Allah –Ta’ala- berfirman:
إِنَّمَا يَخْشَى اللهُ مِنْ عِبَادِهِ الْعُلَمَاء
“Sesungguhnya yang takut kepada Allah di antara hamba-hamba-Nya, hanyalah ulama”. (QS. Fathir: 28)
Sebagian generasi salaf berkata: “Cukuplah ilmu itu dengan takut kepada Allah dan merasa tertipu dengan Allah adalah kebodohan”.

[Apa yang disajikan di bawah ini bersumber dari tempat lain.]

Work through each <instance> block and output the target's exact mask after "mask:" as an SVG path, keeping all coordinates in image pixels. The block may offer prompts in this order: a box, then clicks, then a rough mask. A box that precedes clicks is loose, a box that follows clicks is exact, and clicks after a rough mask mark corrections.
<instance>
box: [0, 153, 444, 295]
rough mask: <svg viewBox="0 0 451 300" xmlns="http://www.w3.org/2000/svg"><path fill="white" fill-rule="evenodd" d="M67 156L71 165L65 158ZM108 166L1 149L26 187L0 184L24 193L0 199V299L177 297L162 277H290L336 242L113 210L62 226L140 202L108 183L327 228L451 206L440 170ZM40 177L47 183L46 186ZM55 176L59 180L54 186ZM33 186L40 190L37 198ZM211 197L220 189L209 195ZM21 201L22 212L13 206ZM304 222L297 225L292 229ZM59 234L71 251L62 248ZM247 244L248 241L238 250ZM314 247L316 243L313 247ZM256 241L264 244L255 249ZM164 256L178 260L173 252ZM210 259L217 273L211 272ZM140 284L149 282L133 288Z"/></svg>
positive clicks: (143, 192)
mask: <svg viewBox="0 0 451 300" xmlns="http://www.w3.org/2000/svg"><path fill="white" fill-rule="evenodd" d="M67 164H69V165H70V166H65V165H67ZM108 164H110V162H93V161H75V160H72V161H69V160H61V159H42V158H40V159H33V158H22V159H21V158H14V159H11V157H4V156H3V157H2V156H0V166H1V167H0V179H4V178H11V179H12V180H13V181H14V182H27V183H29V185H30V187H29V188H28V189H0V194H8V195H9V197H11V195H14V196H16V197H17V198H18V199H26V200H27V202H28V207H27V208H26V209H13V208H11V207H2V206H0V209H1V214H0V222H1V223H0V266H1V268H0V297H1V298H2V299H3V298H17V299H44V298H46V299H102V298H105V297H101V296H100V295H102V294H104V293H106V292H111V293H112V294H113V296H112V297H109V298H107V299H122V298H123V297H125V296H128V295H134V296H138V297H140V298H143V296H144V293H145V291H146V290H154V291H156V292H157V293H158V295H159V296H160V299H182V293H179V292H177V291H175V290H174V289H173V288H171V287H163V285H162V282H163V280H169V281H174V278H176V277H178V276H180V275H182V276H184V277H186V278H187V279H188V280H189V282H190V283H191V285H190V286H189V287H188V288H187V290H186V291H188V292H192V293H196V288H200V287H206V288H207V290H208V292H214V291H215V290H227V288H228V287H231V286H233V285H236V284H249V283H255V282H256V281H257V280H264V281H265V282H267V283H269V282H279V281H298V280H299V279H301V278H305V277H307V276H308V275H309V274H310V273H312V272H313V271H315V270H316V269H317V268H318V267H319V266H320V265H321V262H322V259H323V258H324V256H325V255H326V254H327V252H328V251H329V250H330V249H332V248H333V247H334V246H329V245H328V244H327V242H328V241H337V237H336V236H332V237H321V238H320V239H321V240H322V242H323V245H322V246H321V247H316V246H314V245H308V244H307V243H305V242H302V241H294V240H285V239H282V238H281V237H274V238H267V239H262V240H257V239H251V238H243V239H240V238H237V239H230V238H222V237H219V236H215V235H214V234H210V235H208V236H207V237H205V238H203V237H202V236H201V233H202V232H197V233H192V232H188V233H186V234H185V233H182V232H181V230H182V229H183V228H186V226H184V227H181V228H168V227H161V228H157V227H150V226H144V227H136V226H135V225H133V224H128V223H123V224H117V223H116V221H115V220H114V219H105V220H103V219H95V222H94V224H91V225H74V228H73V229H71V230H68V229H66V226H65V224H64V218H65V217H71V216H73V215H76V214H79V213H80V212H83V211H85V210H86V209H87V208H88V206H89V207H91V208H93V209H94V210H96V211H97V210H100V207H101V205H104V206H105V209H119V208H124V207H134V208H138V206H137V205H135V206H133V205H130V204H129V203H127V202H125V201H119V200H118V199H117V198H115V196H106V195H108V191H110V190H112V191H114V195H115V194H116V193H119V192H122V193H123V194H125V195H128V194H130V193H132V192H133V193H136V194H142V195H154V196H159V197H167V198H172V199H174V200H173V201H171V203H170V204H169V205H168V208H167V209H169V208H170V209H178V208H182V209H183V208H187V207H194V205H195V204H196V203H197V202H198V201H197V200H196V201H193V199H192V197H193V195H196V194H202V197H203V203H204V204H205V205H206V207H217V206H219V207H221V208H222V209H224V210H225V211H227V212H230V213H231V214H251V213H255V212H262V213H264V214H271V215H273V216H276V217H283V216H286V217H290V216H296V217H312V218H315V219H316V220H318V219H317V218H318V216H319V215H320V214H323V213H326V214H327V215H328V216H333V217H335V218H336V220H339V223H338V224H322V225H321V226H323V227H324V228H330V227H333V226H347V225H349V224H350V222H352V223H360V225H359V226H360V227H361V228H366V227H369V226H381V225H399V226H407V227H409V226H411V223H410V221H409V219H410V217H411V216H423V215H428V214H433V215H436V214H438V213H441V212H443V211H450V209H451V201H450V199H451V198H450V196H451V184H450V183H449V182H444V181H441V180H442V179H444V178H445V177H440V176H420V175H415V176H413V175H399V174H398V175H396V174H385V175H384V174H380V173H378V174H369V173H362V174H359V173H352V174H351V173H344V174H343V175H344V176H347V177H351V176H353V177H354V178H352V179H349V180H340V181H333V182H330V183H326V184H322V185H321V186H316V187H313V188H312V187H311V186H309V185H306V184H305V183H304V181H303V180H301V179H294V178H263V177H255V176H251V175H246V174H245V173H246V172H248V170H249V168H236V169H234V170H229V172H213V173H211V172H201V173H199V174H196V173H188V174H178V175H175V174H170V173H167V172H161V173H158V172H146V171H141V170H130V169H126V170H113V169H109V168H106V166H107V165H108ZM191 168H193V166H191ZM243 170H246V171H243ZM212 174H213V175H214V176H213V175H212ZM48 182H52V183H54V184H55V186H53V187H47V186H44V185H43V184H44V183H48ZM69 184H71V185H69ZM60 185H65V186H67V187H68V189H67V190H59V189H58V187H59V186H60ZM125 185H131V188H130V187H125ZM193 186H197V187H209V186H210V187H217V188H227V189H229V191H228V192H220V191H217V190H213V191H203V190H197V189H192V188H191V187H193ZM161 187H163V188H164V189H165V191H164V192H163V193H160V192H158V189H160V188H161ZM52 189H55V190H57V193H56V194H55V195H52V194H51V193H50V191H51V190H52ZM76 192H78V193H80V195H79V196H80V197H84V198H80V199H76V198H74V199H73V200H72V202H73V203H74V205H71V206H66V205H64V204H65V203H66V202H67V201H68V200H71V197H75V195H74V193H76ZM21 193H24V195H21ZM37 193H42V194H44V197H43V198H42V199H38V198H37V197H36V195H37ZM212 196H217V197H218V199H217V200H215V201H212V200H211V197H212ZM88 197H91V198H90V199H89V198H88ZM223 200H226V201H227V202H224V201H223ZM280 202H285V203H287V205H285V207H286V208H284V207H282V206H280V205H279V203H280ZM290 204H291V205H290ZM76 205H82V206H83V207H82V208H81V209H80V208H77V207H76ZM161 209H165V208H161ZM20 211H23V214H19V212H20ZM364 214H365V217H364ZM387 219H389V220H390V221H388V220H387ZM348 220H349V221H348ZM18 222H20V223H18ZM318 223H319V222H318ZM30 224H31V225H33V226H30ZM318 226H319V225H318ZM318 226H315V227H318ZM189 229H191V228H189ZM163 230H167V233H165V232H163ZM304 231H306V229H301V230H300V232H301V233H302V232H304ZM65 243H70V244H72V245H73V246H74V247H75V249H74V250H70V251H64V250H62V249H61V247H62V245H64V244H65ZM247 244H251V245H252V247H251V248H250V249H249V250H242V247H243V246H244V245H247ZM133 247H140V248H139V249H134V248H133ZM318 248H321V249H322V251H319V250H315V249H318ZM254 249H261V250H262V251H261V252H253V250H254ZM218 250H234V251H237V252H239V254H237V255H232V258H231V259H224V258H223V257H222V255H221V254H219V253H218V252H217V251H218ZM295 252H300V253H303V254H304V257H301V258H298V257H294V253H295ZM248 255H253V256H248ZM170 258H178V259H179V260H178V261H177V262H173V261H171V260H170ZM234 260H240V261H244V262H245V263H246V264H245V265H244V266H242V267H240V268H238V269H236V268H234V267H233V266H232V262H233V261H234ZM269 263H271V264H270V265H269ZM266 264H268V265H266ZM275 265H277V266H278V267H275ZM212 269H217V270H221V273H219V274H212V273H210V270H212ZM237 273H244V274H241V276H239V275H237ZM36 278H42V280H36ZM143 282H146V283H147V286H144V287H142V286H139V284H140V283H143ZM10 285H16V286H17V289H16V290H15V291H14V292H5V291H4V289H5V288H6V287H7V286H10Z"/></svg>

- Cinta kepada Allah, inilah yang menjadi sebab terkuat hadirnya sifat sabar untuk tidak menyimpang dari ajaran-Nya dan bermaksiat kepada-Nya. Karena seorang pencinta akan mentaati orang yang dicintainya. Dan setiap kali kerajaan cinta menguat di dalam hati, maka tuntutannya untuk taat dan meninggalkan maksiat kepada-Nya akan lebih kuat. Sungguh kemaksiatan dan penyimpangan itu terjadi karena lemahnya cinta dan kerajaannya. Sangat berbeda antara seseorang yang enggan untuk melanggar aturan tuannya karena takut kepada cambuk dan sanksinya dan seseorang yang tidak mau melanggar aturan karena cintanya kepada tuannya.
- Karena kemuliaan jiwa, kebersihan, keutamaannya dan menjaga diri dari memilih sebab-sebab yang akan menurunkan derajatnya, merendahkan kedudukannya, menghinakannya, dan menyamakannya dengan orang-orang rendahan.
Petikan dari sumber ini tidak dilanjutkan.